Trinitarian theology says that true power is circular or spiral, not so much hierarchical. It’s here; it’s within us. It’s shared and shareable; it’s already entirely for us. We have the power of “the Holy Spirit that has been given to us” (Romans 5:5). God’s Spirit is planted within you and operating as you! Don’t keep looking to the top of the pyramid. Stop idolizing the so-called “Top 1 %.” There’s nothing worthwhile up there that is not also down here. Worst of all, it has given much of the world an unnecessary and tragic inferiority complex. Trinity says that God’s power is not domination, threat, or coercion, but of a totally different nature, one that even Jesus’ followers have not yet adjusted to. If the Father does not dominate the Son, and the Son does not dominate the Holy Spirit, and the Spirit does not dominate the Father or the Son, then there’s no domination in God. All divine power is shared power. This should have entirely changed Christian religion, politics, and relationships.

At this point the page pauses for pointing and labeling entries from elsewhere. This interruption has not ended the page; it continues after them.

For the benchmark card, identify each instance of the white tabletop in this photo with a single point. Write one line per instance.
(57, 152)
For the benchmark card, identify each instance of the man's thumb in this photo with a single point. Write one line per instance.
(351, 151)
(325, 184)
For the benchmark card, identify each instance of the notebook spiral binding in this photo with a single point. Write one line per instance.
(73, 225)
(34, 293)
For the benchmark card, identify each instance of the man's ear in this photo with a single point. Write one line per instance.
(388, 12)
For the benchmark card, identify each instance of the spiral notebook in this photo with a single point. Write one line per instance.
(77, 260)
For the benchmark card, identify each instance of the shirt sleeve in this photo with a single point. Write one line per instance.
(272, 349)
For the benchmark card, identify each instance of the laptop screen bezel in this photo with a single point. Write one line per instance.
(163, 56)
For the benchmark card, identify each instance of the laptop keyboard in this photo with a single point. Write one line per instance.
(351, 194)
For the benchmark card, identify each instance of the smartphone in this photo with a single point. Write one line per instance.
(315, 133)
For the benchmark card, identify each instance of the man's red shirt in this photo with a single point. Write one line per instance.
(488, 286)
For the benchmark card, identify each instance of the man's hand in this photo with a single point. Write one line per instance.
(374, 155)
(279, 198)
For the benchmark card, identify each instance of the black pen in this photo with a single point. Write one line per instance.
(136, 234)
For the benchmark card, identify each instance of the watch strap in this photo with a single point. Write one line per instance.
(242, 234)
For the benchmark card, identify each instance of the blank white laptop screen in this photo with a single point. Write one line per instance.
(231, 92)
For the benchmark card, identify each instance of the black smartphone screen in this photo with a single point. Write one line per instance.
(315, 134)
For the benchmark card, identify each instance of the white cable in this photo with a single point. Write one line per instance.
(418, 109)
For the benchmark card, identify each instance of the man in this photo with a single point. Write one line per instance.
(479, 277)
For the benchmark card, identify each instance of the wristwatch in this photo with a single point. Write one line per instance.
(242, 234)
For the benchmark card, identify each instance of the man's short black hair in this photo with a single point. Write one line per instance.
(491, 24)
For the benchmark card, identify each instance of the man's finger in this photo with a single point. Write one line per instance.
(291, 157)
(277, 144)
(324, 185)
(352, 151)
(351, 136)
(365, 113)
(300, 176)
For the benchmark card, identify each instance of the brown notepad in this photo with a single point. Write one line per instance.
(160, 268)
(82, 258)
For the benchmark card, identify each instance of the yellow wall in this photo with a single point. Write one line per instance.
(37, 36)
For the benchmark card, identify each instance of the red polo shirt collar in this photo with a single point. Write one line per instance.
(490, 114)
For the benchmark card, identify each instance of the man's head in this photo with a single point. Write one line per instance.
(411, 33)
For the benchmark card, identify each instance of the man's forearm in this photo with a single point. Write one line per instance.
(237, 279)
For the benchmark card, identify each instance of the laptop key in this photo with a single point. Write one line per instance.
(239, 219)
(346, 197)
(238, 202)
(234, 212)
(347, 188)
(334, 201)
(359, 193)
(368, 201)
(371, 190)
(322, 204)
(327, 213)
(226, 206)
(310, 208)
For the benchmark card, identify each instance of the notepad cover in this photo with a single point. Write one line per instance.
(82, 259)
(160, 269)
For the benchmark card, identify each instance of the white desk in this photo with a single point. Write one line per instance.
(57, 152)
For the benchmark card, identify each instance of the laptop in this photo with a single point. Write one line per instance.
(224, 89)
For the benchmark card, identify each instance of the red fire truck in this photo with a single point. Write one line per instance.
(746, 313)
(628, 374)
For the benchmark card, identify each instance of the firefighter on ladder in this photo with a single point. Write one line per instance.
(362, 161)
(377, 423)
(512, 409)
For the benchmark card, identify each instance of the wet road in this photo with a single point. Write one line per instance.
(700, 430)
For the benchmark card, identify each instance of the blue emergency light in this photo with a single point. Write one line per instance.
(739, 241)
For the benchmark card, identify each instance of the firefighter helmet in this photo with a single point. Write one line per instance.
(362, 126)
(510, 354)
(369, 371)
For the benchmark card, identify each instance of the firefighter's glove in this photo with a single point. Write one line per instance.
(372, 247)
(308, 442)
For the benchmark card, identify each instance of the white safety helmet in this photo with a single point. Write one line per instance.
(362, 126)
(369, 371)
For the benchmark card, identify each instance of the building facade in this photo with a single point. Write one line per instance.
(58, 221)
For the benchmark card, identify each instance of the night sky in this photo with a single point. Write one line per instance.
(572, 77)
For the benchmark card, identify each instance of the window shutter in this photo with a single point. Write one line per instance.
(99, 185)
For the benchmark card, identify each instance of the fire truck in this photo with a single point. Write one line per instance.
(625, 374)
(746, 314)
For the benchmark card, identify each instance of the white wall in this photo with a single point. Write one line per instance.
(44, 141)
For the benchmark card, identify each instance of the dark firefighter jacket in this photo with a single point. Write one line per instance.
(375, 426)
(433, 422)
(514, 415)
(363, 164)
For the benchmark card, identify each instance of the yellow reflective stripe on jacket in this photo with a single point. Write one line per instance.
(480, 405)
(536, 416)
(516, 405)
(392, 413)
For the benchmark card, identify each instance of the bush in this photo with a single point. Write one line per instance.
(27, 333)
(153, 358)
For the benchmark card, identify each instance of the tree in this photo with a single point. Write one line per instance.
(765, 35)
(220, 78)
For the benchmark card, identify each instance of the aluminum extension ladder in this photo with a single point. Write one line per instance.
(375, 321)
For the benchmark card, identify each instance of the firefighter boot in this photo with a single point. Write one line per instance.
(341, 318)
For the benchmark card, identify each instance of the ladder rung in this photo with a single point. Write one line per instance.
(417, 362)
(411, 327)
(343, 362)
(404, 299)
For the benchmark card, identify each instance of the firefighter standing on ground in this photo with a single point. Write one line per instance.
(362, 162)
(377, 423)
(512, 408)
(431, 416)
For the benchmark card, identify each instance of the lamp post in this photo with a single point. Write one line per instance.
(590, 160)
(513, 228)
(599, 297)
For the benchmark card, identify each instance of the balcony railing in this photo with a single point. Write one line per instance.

There’s no seeking of power over in the Trinity, but only power with—a giving away, a sharing, a letting go, and thus an infinity of trust and mutuality. This has the power to change all relationships: in marriage, in politics, and even in international relations. YHWH already tried to teach such servanthood to Israel in the four “servant songs” in Isaiah (42-53) in order to train them in being “light to all nations” (Isaiah 49) but their history predicted what Christianity perfectly repeated: we both preferred kings and empires instead of any suffering servanthood.

Gateway to Silence:
In the love of God, the peace of Christ, and the power of the Holy Spirit

References:
[1] Catherine Mowry LaCugna, God For Us: The Trinity and Christian Life (HarperSanFrancisco: 1991), 398. 

Adapted from Richard Rohr, The Divine Dance: The Trinity and Your Transformation (Whitaker House: 2016), 95-96.